The system uses natural gas onboard ships and coverts it into hydrogen and solid carbon prior to combustion. This type of hydrogen production is also known as turquoise hydrogen and the scientific method is called thermocatalytic decomposition (TCD).
Rotoboost’s technology – the pre-combustion Carbon Capture System (CCS) Rotobox utilizes TCD and works as it converts part of the natural gas fuel supply into hydrogen and graphite with a liquid catalyst.
The converted hydrogen from the CCS can be used as an add-on fuel mixed with natural gas. The graphite or solid carbon has market value and could be sold for additional revenue.
The turquoise hydrogen combines the best of green and blue hydrogen production as it uses natural gas available today and prevents the emission of CO2, usually released directly into the atmosphere, by turning the carbon dioxide into a solid form.

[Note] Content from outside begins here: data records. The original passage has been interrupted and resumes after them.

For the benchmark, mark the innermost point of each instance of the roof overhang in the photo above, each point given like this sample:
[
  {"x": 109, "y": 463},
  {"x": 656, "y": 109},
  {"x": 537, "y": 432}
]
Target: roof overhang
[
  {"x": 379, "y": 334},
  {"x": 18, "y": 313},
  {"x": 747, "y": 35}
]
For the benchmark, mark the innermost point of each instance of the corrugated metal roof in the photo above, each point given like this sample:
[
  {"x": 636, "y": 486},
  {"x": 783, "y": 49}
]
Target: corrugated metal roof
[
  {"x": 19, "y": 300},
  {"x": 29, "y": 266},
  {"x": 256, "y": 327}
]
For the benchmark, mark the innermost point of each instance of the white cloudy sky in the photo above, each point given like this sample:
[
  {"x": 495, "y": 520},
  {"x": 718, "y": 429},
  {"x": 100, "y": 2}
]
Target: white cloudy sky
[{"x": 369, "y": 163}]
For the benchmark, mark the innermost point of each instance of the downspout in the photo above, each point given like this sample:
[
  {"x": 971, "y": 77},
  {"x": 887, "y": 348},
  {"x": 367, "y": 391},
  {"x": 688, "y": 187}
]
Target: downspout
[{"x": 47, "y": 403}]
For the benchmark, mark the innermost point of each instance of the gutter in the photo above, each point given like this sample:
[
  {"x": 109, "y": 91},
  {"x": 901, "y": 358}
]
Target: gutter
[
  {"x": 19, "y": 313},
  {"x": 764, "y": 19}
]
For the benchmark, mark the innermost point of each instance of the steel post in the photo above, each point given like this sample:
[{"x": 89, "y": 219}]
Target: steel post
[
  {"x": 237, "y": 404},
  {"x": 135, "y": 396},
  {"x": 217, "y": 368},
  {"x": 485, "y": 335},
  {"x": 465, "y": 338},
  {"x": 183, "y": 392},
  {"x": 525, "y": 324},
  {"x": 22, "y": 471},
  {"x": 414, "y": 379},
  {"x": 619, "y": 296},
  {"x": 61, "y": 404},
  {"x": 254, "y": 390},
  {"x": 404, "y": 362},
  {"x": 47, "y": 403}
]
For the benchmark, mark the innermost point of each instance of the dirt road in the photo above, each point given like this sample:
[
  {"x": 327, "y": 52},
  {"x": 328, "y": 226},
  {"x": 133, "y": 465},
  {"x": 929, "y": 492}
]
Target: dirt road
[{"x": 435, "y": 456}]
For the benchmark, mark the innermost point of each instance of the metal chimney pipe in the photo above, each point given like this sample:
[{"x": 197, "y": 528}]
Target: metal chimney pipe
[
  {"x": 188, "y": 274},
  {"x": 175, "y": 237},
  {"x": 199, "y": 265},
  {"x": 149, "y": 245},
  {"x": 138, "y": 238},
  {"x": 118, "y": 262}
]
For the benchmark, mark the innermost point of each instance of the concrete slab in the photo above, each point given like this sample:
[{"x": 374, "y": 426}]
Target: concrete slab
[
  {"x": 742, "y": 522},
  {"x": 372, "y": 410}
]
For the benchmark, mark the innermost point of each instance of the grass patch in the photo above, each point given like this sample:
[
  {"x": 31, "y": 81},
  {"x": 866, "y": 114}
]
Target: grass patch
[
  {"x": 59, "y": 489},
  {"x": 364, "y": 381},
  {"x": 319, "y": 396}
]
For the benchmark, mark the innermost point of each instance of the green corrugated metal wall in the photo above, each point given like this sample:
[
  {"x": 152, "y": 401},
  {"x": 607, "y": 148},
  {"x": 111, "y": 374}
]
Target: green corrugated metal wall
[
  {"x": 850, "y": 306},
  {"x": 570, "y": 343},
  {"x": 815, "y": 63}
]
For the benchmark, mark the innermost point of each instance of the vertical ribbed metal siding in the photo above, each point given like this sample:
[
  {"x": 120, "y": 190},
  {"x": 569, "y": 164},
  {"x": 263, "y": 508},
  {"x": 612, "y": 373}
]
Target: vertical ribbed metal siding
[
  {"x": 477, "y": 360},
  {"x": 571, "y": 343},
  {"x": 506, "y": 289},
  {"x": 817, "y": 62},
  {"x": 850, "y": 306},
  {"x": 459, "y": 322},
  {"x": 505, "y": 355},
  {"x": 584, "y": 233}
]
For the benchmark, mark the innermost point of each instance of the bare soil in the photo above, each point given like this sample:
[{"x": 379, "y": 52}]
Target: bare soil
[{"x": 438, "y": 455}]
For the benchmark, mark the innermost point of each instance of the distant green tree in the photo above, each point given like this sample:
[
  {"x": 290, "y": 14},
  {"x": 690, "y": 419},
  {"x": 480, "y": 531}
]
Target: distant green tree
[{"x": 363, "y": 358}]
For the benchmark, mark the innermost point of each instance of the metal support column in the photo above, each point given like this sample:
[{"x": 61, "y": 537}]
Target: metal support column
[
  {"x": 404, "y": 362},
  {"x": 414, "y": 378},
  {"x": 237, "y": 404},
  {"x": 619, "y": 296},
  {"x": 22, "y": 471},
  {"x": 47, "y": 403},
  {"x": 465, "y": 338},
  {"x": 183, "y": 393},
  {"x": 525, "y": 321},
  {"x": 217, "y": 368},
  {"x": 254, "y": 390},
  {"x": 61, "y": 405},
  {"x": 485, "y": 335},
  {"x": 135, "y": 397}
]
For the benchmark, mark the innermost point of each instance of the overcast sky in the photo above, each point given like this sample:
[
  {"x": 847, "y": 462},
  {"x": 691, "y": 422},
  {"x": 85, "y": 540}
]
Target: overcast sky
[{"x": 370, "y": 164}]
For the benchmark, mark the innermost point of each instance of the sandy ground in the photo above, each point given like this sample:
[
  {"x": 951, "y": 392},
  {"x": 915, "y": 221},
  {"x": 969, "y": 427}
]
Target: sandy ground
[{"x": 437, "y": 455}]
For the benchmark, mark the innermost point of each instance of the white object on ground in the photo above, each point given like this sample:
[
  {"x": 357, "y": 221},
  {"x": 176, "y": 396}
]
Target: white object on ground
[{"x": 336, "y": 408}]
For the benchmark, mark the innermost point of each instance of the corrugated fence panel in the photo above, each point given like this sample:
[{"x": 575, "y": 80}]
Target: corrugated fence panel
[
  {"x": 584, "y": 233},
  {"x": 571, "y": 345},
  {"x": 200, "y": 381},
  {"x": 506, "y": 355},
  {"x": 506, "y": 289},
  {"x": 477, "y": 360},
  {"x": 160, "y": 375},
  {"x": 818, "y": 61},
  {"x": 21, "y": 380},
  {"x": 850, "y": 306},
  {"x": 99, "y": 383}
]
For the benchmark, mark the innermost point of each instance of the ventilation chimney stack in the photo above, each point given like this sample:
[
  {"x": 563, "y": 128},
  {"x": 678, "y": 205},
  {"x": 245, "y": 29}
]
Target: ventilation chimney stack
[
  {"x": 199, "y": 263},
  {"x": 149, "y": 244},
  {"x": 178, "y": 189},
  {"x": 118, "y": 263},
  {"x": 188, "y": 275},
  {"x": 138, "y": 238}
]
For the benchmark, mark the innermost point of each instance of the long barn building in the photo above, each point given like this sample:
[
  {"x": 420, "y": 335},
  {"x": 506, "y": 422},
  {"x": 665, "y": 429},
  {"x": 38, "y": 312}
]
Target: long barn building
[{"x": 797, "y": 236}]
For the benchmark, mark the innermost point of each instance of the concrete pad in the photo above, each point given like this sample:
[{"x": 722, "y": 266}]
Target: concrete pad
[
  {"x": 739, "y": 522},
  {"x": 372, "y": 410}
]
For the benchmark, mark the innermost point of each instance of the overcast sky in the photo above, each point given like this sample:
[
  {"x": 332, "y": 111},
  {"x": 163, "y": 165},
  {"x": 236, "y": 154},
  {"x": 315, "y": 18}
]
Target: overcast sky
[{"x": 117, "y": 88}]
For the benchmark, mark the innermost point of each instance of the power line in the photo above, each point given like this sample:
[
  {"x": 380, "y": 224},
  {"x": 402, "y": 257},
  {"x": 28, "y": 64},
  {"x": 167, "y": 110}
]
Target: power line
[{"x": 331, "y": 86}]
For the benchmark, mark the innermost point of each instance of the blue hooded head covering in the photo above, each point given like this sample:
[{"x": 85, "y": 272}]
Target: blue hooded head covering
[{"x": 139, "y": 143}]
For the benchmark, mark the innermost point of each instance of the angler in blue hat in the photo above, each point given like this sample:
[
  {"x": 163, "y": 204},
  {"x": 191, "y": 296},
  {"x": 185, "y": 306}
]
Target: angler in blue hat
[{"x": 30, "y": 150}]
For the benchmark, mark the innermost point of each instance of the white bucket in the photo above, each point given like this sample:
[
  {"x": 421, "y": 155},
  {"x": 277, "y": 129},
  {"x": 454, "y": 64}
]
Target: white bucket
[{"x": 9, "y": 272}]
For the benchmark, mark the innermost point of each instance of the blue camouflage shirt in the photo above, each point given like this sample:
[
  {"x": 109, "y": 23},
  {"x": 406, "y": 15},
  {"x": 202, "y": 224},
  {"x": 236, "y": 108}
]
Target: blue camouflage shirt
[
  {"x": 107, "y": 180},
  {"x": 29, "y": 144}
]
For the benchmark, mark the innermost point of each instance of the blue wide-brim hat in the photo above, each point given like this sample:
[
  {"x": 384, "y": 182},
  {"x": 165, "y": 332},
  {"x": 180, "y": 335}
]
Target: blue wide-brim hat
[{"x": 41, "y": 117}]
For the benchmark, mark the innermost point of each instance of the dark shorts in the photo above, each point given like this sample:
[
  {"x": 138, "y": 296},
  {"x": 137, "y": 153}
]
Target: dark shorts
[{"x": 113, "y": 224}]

Rotoboost’s process is said to significantly reduce CO2 emissions, particulate matter and methane slip, along with overall carbon emissions by up to 100%, depending on the heating method used.
“We are delighted to present the shipping industry with a novel approach to tackle emissions without compromising cargo efficiency and overall economy. Our technology introduces a new perspective on fossil fuels, demonstrating how they can be equally green when used innovatively. In addition to hydrogen as a green blend-in fuel, our byproduct, pyrolytic graphite, is also an excellent battery-grade anode material for electric cars and green steel production,” explained Kaisa Nikulainen, Rotoboost Chief Executive Officer.
She also added that the technology demonstrates great potential for cost-effective production of green methanol and ammonia in land-based facilities, which further provides the shipping industry with other low-carbon fuel options.